Почти каждый, например, знает, что существует бесчисленное множество образов, которые могут символизировать половой акт (или, иначе говоря, представлять его в аллегорической форме). Любой из этих образов путем ассоциации может привести к идее полового акта и к специфическим комплексам, которые проявляются у индивида в отношении собственных сексуальных установок. Но точно так же можно выявить эти комплексы путем фантазирования над незнакомыми русскими буквами. Отсюда я пришел к предположению о том, что сон может нести в себе и иное послание, чем сексуальная аллегория, и что это происходит по определенным причинам. Попробую это проиллюстрировать.

Человеку может присниться, что он вставляет ключ в замок, машет тяжелой палкой или пробивает дверь тараноподобным предметом. Все эти действия можно рассматривать как сексуальную аллегорию. Но фактически само бессознательное выбирает один из этих специфических образов: это может быть и ключ, и палка, и таран, – и это обстоятельство само по себе также значимо. Всякий раз задача заключается в том, чтобы понять, почему ключ был предпочтен палке или тарану. И иногда в результате оказывается, что содержание сна означает вовсе не сексуальный акт, а имеет другую психологическую интерпретацию.

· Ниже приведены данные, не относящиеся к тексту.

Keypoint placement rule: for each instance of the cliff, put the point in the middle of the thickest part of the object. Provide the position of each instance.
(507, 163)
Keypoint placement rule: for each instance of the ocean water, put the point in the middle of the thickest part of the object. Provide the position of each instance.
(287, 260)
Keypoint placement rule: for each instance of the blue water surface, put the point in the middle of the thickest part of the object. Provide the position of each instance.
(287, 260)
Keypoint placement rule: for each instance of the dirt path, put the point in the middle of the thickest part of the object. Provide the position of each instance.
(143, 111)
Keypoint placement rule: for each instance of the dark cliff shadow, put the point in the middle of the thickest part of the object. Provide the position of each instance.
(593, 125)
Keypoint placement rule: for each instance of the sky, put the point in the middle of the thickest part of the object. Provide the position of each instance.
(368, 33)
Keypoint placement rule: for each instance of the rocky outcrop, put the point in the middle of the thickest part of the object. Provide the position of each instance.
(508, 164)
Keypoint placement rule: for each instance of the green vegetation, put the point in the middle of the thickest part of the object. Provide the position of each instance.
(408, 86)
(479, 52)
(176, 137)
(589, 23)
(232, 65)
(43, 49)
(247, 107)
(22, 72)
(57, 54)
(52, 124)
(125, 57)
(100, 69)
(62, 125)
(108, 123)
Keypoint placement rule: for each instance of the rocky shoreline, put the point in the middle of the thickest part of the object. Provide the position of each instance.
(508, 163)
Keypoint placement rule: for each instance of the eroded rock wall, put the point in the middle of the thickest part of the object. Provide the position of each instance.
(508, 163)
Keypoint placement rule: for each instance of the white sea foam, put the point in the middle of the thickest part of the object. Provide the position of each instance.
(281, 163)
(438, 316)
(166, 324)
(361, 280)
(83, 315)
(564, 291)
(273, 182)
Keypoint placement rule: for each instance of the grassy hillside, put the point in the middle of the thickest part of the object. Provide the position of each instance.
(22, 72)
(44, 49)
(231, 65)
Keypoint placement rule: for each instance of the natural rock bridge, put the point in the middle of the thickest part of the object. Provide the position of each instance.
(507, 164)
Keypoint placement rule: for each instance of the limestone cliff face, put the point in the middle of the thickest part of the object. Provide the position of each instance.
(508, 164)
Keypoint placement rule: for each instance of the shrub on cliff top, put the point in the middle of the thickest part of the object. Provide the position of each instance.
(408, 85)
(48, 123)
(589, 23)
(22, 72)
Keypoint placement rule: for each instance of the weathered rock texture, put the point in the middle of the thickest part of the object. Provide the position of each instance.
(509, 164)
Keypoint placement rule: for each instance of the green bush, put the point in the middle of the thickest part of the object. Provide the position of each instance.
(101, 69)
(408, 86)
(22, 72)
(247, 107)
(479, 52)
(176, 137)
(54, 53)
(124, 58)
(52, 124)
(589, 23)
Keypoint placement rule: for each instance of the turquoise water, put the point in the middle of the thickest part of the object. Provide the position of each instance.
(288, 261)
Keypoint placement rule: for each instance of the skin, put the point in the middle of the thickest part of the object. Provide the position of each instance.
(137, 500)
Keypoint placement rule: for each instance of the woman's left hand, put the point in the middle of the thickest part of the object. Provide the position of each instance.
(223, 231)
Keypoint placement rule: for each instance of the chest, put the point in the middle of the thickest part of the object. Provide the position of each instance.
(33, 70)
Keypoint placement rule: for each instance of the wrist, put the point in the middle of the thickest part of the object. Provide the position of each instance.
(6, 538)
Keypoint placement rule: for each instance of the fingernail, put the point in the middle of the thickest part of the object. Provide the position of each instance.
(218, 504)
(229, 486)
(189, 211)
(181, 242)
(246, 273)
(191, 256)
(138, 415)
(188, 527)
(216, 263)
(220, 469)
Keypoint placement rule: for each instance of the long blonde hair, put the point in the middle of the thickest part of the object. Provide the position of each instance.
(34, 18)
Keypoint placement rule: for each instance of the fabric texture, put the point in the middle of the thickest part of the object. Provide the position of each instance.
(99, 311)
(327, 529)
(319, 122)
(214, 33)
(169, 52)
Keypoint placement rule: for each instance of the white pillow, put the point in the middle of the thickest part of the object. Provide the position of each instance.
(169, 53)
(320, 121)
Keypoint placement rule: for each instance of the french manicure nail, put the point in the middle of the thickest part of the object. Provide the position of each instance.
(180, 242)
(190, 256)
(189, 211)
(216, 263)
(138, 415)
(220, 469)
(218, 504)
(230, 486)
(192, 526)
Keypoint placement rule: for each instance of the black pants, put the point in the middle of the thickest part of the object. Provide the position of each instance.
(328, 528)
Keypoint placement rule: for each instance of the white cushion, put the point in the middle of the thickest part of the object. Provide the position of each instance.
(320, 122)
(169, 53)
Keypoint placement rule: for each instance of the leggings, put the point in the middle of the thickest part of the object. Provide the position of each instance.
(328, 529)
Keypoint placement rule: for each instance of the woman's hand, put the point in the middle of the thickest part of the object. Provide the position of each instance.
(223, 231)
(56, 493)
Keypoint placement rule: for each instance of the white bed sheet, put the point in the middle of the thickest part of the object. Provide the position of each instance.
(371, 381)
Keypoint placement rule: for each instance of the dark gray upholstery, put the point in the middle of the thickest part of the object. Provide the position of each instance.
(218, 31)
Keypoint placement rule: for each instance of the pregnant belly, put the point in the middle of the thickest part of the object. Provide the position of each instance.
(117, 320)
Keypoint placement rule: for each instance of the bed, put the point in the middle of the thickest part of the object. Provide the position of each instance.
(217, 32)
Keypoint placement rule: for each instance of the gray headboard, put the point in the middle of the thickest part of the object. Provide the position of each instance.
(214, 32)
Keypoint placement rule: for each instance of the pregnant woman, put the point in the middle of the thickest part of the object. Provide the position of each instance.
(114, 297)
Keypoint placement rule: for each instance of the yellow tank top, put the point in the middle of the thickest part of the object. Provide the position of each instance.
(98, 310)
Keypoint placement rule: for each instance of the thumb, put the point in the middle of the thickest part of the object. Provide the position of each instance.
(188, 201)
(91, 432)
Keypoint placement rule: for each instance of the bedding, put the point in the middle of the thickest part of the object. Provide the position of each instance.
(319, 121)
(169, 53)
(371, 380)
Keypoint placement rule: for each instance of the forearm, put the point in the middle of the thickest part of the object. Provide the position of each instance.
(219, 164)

Рассуждая таким образом, я пришел к выводу, что в интерпретации сна должен принимать участие лишь тот материал, который составляет ясную и видимую его часть. Сон имеет свои собственные границы, и его специфическая форма говорит нам, что относится ко сну, а что уводит от него. В то время как «свободные ассоциации» уводят от материала по некой зигзагообразной линии, метод, разработанный мной, больше похож на кружение, центром которого является картина сна. Я все время вращаюсь вокруг картины сна и отвергаю любую попытку видевшего сон уйти от него. Снова и снова в своей профессиональной работе я вынужден повторять: «Вернемся к вашему сну. Что этот сон говорит?»

Например, моему пациенту приснилась пьяная, растрепанная, вульгарная женщина. Ему казалось, что эта женщина – его жена, хотя на самом деле его жена была совсем иной. Внешне сон представлялся абсолютной бессмыслицей, и пациент счел его полной ерундой. Если бы я как врач позволил ему начать процесс ассоциаций, он неизбежно попытался бы уйти как можно дальше от неприятного намека своего сна. В этом случае он закончил бы одним из своих ведущих комплексов – комплексом, который, возможно, не имел ничего общего с женой, и тогда мы ничего бы не узнали о значении этого сна.

Что же тогда пыталось передать его бессознательное с помощью своего с очевидностью ложного заявления? Ясно, что оно как-то выражало идею падшей женщины, тесно связанной с жизнью пациента, но так как проекция этого образа на его жену была неоправданной и фактически неверной, я должен был поискать в другом месте, дабы обнаружить, что же собой представлял этот отталкивающий образ.

Еще в Средние века, задолго до того, как физиологи выяснили, что в каждом человеке наличествуют и мужские, и женские гормоны, говорилось, что «каждый мужчина несет в себе женщину». Этот женский элемент в каждом мужчине я назвал «ани-ма». Женский аспект представляет определенный подчиненный уровень связи с окружающим миром, и в частности с женщинами, уровень, который тщательно скрывается от других и от себя. Иными словами, хотя видимая личность человека может казаться совершенно нормальной, он может скрывать от других – и даже от самого себя – плачевное положение «женщины внутри».

Именно так и обстояло дело с моим конкретным пациентом: его женская сторона пребывала не в лучшей форме. Его сон фактически сообщал: «Ты в известном смысле ведешь себя как падшая женщина» – и тем самым вводил пациента в необходимое состояние шока. (Этот пример, конечно, не должен быть понят как доказательство того, что бессознательное озабочено «моральными» нарушениями. Сон не говорил пациенту: «Веди себя лучше», а просто пытался уравновесить перекошенную природу его сознательного разума, который поддерживал фикцию, что пациент – совершенный джентльмен.)